Del Código de Hammurabi a la invasión de Irak, del «no matarás» de Moisés a la revolución cubana, siempre ha sido así. «Los hombres y los pueblos nunca han aprendido nada de la historia, y siempre han desperdiciado sus lecciones», dijo algún griego.
¿Serán las revoluciones de la historia como el camino del infierno, sembrado de buenas intenciones? «El fundamento único de la sociedad civil es la moral», observó Robespierre.

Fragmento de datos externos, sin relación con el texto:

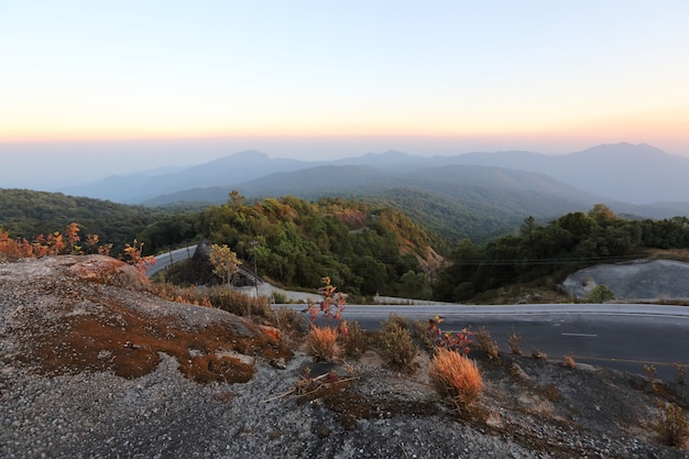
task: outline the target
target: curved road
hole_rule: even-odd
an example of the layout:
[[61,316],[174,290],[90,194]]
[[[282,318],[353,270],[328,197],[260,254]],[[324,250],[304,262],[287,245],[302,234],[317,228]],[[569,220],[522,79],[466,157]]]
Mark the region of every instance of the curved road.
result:
[[[194,255],[196,245],[157,255],[149,276]],[[313,295],[315,298],[318,295]],[[281,306],[281,305],[276,305]],[[297,310],[304,304],[282,305]],[[659,378],[674,380],[675,362],[689,365],[689,307],[639,304],[550,304],[516,306],[434,305],[347,305],[342,317],[357,320],[363,329],[378,330],[391,314],[426,321],[435,315],[445,318],[444,331],[485,327],[503,352],[507,337],[522,336],[522,351],[533,348],[562,360],[573,353],[577,362],[644,373],[653,365]]]
[[[304,306],[291,305],[295,309]],[[360,306],[347,305],[342,317],[357,320],[363,329],[376,330],[391,314],[427,321],[444,317],[444,331],[485,327],[510,352],[507,337],[522,336],[522,351],[533,348],[562,361],[573,353],[577,362],[644,373],[653,365],[658,378],[674,381],[674,362],[689,365],[689,307],[636,304],[553,304],[518,306]]]

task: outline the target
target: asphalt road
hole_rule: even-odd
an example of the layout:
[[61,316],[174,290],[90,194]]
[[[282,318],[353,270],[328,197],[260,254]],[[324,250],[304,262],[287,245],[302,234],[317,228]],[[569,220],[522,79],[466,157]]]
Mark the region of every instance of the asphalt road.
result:
[[[299,306],[294,305],[296,309]],[[300,306],[303,308],[303,306]],[[518,305],[518,306],[359,306],[347,305],[342,317],[367,330],[381,328],[391,314],[409,320],[444,317],[444,331],[483,326],[508,353],[511,332],[522,336],[522,351],[533,348],[561,361],[572,353],[577,362],[645,374],[653,365],[658,378],[675,380],[674,362],[689,365],[689,307],[647,305]]]
[[[147,275],[194,255],[196,245],[157,255]],[[269,285],[262,285],[262,288]],[[270,293],[261,292],[270,296]],[[306,294],[302,294],[304,296]],[[314,296],[314,299],[318,295]],[[284,305],[297,310],[305,305]],[[689,365],[689,307],[639,304],[555,304],[515,306],[464,305],[347,305],[342,317],[357,320],[363,329],[378,330],[391,314],[426,321],[444,317],[444,331],[477,330],[485,327],[503,352],[507,337],[522,336],[522,351],[533,348],[549,360],[572,353],[577,362],[592,363],[634,373],[653,365],[658,378],[674,380],[675,362]]]
[[158,271],[162,271],[174,263],[178,263],[184,260],[189,260],[196,252],[196,245],[189,245],[182,249],[173,250],[171,252],[155,255],[155,263],[146,265],[146,275],[151,277]]

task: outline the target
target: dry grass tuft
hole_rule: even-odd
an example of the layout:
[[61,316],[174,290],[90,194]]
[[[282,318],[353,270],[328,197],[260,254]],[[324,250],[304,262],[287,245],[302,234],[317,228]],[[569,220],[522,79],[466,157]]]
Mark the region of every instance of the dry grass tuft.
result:
[[674,403],[667,404],[663,408],[663,418],[658,423],[656,430],[660,441],[676,448],[687,446],[689,439],[689,420],[680,406]]
[[332,362],[340,356],[340,347],[337,343],[338,332],[332,327],[311,326],[306,343],[314,357],[314,360],[325,360]]
[[459,411],[475,402],[483,392],[483,378],[477,363],[459,352],[438,348],[429,367],[433,381]]

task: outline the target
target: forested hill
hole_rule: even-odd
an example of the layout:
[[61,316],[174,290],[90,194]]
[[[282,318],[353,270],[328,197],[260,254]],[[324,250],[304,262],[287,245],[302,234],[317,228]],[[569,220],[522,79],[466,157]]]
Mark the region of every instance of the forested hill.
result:
[[324,276],[349,294],[428,298],[442,259],[419,225],[390,207],[354,199],[296,197],[222,206],[171,217],[141,233],[155,250],[198,237],[227,244],[284,285],[317,287]]
[[[194,244],[227,244],[263,276],[316,288],[322,276],[348,294],[431,296],[442,265],[438,243],[422,226],[389,206],[354,199],[295,197],[247,203],[232,194],[221,206],[163,214],[142,206],[63,194],[0,189],[0,230],[33,241],[76,222],[81,237],[98,234],[119,253],[128,242],[145,254]],[[433,247],[431,247],[433,245]],[[252,263],[253,264],[253,263]]]
[[[232,187],[195,188],[146,201],[220,204]],[[385,171],[369,166],[319,166],[272,174],[236,187],[249,198],[340,196],[394,207],[452,242],[486,242],[534,216],[547,221],[587,210],[599,198],[542,174],[500,167],[457,166]]]
[[162,210],[61,193],[0,188],[0,228],[13,238],[33,240],[63,231],[77,222],[81,234],[98,234],[117,251],[146,226],[162,218]]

En su «Informe sobre los sospechosos encarcelados», Saint-Just apuntó: «Las revoluciones van de debilidad a audacia y de crimen a virtud». En otro texto: «La República francesa no recibe visitas de sus enemigos, y no les envía más que plomo».
En fin… la guerra. A más de las 11 mil vírgenes… ¿hubo revolución social que alguna vez se haya librado entre «malos» y «buenos»? En ambas trincheras hubo héroes, personas con dignidad o sin ella, criminales y extremistas de pelo en pecho como Fouché, quien votó en favor de la muerte del rey y acabó como jefe de policía de Napoleón.
No estaría mal que a más de predicar la necesidad del «hombre nuevo», la «moral revolucionaria» y que el buen revolucionario «está lleno de sentimientos de amor» (causas por las que vale la pena luchar), la izquierda ilustrada considere que un revolucionario puede también ser un canalla. Porque en el papel resulta fácil escribir con halo de santidad y asumirse como buen chico tolerante y antidogmático, olvidando que, según Marx, «las circunstancias las hacen cambiar los hombres».
Cuando es a fondo, la revolución social es el acontecimiento caótico y violento por excelencia: injusticia, excesos, crímenes. Mas sería pecar de ingenuo concebir el progreso humano sin sus aportes liberadores. Claro, también puedo decir que el hombre es una caca, serenando mi espíritu con las epístolas de San Pablo, Paulo Coelho y Fernando Savater. Uno escoge.
La carga de violencia de una revolución («la bola»), es directamente inversa y proporcional a los obstáculos que debe vencer. Vivimos en una época en que las clases dominantes han llevado los ideales de armonía social a límites insostenibles. Y lo peor es que no quieren darse cuenta de los vientos que andan sembrando.
De los «humanistas» cabría esperar conciencia y honestidad. Está bien que en sus devaneos recuerden los principios de la Gran Revolución: libertad, igualdad, fraternidad. Está mal olvidar que nada de esto excluyó el uso de la guillotina. Entre los métodos extremos de una revolución y el modo de repartir el pastel, hay vasos comunicantes.
La biografía de los grandes revolucionarios demuestra que buena parte de sus vidas advirtieron una y otra vez acerca de las consecuencias terribles de una revolución. Algunos se quedaron a mitad de camino, otros traicionaron sus ideales, y los menos obtuvieron el reconocimiento eterno de sus pueblos.
El ejercicio de la violencia y la criminalidad no proviene de abajo, de los jodidos, de los eternamente humillados y engañados. Saben que su realidad cotidiana es degradante. Pero cuando adquieren conciencia de su situación, son temibles. Y hasta hoy no fue inventado el modelo represivo capaz de vencerlos.